On Saturday, April 23, 2005, 3:42:57 PM, Paul Shields wrote:
Below are some stats from our incoming mail since midnight 23/04/05. I'm not going to go into too deep an analysis as it's the weekend and I'm too 'tired' to do that ;).
Total nbr of messages with at least one ??_SURBL hit over the last 22 hours was around 1.4 million. The counts below show how many triggered as 'spam' ("result: Y"), and how many didn't trigger ("result: ."). This is based on our Spam Assassin default threshold of 8, but we have many custom rules so spam threshold is really only meaningful to our config - YMMV ;). We don't currently block or tag via SURBL/RBL at the MTA layer - everything goes through SA.
XS popped up reasonably frequently in all SURBL hits - and we had 10456 XS spam hits where it wasn't listed in any other URIBL (unable to say how many false-positives out of that list, but our default tagging threshold is high in SA and FP's are vanishingly small).

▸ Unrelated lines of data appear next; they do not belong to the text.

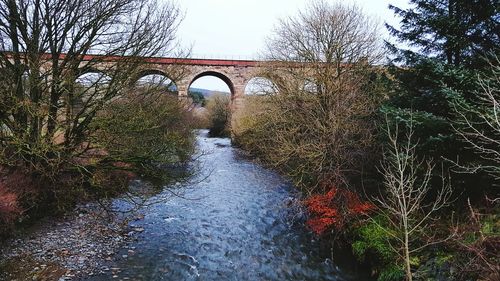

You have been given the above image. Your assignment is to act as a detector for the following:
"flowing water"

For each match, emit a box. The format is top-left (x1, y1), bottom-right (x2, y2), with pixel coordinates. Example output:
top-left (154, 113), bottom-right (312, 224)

top-left (87, 131), bottom-right (370, 280)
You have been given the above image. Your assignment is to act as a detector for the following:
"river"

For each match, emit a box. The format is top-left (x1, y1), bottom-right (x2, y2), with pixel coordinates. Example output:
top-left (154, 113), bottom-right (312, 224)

top-left (85, 131), bottom-right (370, 281)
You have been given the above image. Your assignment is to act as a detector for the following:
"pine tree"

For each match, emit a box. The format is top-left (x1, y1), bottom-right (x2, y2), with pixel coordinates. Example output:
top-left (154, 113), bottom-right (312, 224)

top-left (386, 0), bottom-right (500, 67)
top-left (385, 0), bottom-right (500, 199)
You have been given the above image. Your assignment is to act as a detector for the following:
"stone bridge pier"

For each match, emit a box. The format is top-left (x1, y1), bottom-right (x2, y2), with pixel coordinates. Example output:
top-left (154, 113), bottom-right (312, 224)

top-left (133, 58), bottom-right (262, 111)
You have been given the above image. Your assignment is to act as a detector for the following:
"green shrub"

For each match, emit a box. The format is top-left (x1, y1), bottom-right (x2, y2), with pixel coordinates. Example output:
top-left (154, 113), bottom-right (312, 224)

top-left (352, 217), bottom-right (405, 281)
top-left (93, 93), bottom-right (194, 182)
top-left (207, 94), bottom-right (231, 137)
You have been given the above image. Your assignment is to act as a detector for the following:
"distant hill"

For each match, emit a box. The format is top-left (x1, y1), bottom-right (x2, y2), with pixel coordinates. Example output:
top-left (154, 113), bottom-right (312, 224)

top-left (189, 87), bottom-right (230, 98)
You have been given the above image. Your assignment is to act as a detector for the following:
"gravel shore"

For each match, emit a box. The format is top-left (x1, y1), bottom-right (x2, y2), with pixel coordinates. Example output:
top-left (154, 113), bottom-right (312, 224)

top-left (0, 204), bottom-right (143, 281)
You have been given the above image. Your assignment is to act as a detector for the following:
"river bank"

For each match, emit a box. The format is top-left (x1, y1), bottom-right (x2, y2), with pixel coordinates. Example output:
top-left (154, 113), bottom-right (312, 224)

top-left (2, 130), bottom-right (371, 281)
top-left (0, 200), bottom-right (142, 281)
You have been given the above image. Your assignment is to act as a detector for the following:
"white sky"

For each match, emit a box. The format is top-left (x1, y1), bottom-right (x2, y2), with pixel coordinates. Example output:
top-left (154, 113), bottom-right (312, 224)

top-left (177, 0), bottom-right (408, 91)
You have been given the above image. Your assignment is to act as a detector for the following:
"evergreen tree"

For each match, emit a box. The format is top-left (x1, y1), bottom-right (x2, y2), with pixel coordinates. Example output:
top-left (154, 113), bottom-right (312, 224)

top-left (384, 0), bottom-right (500, 197)
top-left (386, 0), bottom-right (500, 67)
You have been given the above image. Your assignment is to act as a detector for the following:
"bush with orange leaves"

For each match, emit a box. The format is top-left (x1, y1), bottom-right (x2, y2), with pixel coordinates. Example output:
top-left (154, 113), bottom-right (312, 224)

top-left (305, 187), bottom-right (374, 235)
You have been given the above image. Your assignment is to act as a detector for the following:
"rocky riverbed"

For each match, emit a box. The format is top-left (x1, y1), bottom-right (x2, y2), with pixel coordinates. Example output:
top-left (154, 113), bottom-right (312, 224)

top-left (0, 204), bottom-right (144, 281)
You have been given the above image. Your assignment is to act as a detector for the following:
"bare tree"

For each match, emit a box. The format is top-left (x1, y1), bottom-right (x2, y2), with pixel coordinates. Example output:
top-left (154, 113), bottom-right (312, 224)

top-left (374, 116), bottom-right (452, 281)
top-left (235, 1), bottom-right (380, 193)
top-left (0, 0), bottom-right (185, 177)
top-left (453, 55), bottom-right (500, 185)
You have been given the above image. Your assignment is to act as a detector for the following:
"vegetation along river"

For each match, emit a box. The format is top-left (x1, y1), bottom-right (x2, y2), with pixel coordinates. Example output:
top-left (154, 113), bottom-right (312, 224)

top-left (87, 131), bottom-right (369, 280)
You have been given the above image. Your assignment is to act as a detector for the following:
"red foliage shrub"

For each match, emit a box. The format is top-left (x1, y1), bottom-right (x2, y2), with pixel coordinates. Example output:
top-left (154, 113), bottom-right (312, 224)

top-left (305, 187), bottom-right (374, 235)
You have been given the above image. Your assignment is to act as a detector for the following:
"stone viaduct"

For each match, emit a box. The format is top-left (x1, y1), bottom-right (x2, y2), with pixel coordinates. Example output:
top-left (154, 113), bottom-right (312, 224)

top-left (77, 55), bottom-right (269, 109)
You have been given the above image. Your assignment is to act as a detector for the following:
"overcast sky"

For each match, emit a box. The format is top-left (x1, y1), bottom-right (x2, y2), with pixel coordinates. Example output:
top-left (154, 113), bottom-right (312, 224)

top-left (177, 0), bottom-right (408, 90)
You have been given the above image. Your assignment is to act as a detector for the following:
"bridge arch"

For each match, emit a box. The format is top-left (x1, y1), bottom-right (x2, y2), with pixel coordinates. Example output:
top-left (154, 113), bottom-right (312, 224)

top-left (244, 75), bottom-right (278, 96)
top-left (187, 70), bottom-right (235, 96)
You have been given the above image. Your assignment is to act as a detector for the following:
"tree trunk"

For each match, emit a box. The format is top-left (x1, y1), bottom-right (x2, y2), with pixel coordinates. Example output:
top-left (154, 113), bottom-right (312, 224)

top-left (405, 231), bottom-right (412, 281)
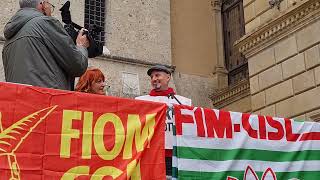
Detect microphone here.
[168,93,182,105]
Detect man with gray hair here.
[2,0,89,90]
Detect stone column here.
[211,0,228,89]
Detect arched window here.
[222,0,249,85]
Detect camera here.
[59,1,103,58]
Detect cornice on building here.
[235,0,320,58]
[96,54,176,72]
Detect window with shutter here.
[84,0,106,43]
[222,0,249,85]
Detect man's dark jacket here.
[2,8,88,90]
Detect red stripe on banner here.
[165,149,172,157]
[300,132,320,141]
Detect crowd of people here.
[2,0,191,177]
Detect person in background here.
[75,68,106,95]
[135,65,191,179]
[2,0,89,90]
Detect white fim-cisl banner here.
[173,106,320,180]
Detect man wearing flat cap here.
[135,65,191,179]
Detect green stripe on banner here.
[172,167,178,178]
[178,171,320,180]
[177,147,320,162]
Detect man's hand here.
[76,28,89,48]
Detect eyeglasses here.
[41,1,56,13]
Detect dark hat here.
[147,64,171,76]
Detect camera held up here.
[60,1,103,58]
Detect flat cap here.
[147,64,171,76]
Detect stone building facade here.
[237,0,320,120]
[0,0,222,107]
[0,0,320,120]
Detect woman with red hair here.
[75,68,106,95]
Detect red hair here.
[75,68,105,93]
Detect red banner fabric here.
[0,83,166,180]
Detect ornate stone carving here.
[235,0,320,57]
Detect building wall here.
[171,0,217,76]
[106,0,171,65]
[0,0,215,107]
[238,0,320,120]
[243,0,304,33]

Anyway - make of it as you will. SURBL rocks anyway - XS *may* be a useful addition.
Cheers
Paul
Hi Paul,
Thanks very much for sharing your data. Your results look about as should be expected for the other lists in terms of FPs and spam detection. Summarizing your numbers:
AB: 521886 spam 604 ham WS: 996200 spam 12578 ham JP: 1234602 spam 4376 ham OB: 1139181 spam 36760 ham SC: 751549 spam 1095 ham PH: 383 spam 1 ham
XS: 939134 spam 6283 ham XS unique: 10456 spam 5300 ham
For XS it looks like the Spam to Ham ratio is only about 2:1 which means it has too many FPs, and doesn't hit much unique spam, which is also reasonable given the lack of significant legitimate domain filtering and high inclusion threshold. We will work to improve those much further before we propose adding it to the production data in multi.
In terms of ratios of the current lists, OB is underperforming the others, judging by your data. I'm ccing Suresh at Outblaze so he can see the measurements you got.
All the lists need to hit less ham, and more aggressive checking and whitelisting is probably needed, assuming the data sources don't change their inclusion policies. I hope to address this in future.
Jeff C. -- "If it appears in hams, then don't list it."